With their eyes fixed on the roof of Killybrooke Elementary School, students hailing from throughout Newport-Mesa waited for the first egg to fall.

They watched as a jarful of peanut butter was put to the test. A student had cleverly tucked the raw egg inside, hoping the peanut butter would protect it.

Students gasped as the jar slipped from their science teacher's hands.

The egg, buried in the gooey peanut butter, cracked as soon as the plastic jar hit the ground. A peanut butter and egg yolk mixture exploded on a white, concrete wall.

The "egg drop" was one of several activities students took part in during the last day of the Summer Engineering Academy at Killybrooke in Costa Mesa on Thursday morning.

More than 250 Newport-Mesa Unified School District students from kindergarten to sixth grade participated in this summer's engineering-focused academy, said Diana Thompson, the lead science specialist for the district.

In previous years, the focus of the academy was science experiments. This summer, the district decided to spotlight engineering because it aligns with Common Core's Next Generation Science Standards, which the district is implementing this year, Thompson said.

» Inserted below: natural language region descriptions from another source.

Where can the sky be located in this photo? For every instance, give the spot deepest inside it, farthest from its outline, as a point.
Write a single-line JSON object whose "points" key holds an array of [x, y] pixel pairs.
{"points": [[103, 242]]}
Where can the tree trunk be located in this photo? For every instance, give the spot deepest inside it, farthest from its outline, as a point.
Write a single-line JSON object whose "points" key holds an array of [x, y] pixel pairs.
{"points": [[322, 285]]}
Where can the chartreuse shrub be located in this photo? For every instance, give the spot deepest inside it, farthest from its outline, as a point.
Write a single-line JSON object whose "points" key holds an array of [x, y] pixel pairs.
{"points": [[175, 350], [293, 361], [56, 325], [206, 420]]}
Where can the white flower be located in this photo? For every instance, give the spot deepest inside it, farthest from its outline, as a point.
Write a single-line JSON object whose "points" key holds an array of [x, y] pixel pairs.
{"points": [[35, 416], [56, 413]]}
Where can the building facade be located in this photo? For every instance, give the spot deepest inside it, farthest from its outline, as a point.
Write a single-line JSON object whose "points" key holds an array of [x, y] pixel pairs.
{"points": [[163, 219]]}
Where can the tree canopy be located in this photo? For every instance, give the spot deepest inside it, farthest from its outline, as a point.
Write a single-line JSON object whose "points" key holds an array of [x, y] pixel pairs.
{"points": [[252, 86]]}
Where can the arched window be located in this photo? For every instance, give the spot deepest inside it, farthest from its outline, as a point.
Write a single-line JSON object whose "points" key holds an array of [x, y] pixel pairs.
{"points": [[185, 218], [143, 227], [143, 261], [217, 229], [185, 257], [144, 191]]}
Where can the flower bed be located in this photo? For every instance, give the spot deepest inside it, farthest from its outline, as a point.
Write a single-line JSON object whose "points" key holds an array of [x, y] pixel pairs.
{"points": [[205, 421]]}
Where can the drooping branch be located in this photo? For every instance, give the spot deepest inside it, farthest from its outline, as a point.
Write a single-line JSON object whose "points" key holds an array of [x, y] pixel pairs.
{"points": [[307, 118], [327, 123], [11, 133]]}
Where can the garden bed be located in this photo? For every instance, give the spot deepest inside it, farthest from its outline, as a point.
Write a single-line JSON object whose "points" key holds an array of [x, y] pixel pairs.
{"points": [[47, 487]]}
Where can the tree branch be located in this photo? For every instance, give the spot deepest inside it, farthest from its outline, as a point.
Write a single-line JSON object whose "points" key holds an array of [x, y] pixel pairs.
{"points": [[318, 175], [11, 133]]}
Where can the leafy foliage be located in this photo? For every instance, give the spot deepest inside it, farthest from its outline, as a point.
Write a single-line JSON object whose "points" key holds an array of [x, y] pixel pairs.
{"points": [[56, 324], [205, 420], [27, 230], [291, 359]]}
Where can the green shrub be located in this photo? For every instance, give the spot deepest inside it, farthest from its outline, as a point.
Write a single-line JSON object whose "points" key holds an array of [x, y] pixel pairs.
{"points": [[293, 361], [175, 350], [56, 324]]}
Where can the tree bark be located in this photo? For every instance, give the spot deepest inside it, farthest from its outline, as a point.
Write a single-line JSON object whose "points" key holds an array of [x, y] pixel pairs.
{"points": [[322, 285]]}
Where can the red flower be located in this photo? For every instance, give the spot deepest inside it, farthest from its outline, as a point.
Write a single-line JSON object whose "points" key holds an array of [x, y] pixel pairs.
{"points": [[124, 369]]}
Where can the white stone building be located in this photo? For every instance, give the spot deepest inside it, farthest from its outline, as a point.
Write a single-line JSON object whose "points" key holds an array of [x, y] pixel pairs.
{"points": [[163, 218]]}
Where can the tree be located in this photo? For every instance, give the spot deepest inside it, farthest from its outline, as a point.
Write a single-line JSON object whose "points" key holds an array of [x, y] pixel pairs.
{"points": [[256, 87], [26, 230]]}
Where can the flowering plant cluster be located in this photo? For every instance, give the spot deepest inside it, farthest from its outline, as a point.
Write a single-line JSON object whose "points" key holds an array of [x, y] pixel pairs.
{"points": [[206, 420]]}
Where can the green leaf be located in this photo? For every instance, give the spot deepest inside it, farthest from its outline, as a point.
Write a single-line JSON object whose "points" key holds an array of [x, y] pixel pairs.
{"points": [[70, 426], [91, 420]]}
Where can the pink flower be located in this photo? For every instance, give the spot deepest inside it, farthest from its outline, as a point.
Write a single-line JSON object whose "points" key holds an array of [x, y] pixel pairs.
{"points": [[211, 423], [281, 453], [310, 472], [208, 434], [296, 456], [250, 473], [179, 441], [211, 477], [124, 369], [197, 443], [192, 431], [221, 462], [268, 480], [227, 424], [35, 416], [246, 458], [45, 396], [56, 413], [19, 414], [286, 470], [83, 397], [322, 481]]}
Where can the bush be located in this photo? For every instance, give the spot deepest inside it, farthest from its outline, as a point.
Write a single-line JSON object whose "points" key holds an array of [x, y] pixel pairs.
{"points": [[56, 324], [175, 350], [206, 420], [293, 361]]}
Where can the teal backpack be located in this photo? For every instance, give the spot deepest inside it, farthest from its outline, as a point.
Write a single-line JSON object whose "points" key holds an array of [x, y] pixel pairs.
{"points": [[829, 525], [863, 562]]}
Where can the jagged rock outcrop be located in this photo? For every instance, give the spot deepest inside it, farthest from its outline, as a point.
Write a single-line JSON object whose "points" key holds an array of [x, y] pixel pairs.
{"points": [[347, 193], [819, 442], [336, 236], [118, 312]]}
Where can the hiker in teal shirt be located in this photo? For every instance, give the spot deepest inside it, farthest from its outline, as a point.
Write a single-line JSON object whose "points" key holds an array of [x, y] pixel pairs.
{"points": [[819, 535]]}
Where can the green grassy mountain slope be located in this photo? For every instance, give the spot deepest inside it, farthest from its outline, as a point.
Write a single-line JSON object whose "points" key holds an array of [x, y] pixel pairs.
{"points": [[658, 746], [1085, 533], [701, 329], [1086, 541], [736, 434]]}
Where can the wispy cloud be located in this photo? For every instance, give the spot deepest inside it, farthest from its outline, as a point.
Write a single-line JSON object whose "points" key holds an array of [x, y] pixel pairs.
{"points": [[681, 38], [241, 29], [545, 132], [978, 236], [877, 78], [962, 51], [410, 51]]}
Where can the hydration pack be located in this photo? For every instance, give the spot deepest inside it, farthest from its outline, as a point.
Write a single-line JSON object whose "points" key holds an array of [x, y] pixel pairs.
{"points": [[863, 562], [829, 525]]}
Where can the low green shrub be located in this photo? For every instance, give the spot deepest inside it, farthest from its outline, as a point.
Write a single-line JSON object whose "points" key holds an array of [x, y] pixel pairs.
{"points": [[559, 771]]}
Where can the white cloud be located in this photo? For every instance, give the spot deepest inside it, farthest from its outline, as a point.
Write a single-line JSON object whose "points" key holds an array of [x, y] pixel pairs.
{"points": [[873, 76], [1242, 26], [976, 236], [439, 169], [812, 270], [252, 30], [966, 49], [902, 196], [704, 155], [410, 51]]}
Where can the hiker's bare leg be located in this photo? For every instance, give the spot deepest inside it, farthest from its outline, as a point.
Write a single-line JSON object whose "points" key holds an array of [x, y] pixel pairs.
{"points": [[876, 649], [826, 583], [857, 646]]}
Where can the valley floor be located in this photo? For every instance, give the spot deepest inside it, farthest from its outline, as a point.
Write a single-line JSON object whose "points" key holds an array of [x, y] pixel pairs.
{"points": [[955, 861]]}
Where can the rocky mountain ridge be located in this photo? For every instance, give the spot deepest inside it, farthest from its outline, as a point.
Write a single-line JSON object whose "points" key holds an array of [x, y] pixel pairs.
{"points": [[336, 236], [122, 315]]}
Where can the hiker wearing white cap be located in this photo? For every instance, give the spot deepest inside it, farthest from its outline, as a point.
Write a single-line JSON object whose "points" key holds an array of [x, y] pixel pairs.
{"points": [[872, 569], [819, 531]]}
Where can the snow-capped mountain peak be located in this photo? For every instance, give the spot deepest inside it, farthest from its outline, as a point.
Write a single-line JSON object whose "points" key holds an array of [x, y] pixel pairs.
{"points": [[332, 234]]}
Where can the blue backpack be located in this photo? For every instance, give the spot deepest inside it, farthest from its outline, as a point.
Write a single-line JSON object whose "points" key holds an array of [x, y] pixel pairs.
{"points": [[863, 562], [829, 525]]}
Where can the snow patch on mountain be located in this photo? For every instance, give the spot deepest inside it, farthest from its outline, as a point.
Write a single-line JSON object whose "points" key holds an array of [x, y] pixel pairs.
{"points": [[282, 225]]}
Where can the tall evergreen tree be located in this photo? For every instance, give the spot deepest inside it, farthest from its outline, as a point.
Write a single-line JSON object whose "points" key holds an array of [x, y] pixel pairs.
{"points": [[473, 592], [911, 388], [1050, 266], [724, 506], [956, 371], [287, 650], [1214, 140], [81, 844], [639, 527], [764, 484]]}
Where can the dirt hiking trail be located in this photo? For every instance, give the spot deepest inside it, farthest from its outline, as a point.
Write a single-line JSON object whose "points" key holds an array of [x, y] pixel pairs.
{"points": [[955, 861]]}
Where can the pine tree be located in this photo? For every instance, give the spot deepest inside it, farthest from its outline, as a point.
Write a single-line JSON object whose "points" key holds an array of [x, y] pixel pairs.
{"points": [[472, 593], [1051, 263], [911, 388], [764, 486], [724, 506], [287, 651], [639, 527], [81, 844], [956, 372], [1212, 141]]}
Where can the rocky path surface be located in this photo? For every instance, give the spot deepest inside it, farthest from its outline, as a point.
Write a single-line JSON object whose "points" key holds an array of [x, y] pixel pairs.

Science specialists, or teachers solely dedicated to teaching science, are only available for students in grades 3 through 6 in Newport-Mesa. However, that doesn't mean that classroom teachers can't weave science instruction into their curricula as well.

The goal of the academy is to get students excited about learning science and provide elementary teachers with the skills necessary to teach a science curriculum in the classroom during the year, Thompson said.

Candee Querantes, a fifth-grade teacher at Lincoln Elementary in Newport Beach, decided to teach in the academy this summer to better prepare herself for the new standards, which emphasize tactile learning.

Students respond to the engineering aspect since it provides them with opportunities for more creative learning, she said.

"In the past, science has been textbooks and videos," she said. "Engineering is a lot more hands-on."

Teachers also introduced computer coding into the curriculum this summer, Thompson said.

"The kids don't know they're coding," she said. "They think they're playing a computer game with a cat."

Students completed other engineering-related tasks over the course of the academy, which lasts nearly three weeks, including using spoons, Popsicle sticks and marshmallows to create catapults and construction paper to make paper airplanes and rocket launchers.

Seton Fogel, who will be attending seventh grade at Corona del Mar Middle School in the fall, said his favorite activity was making a catapult out of Popsicle sticks.

"Since I was little, I've liked doing crafts, and this was sort of like a craft project," he said. "It was fun to be creative and build something that worked."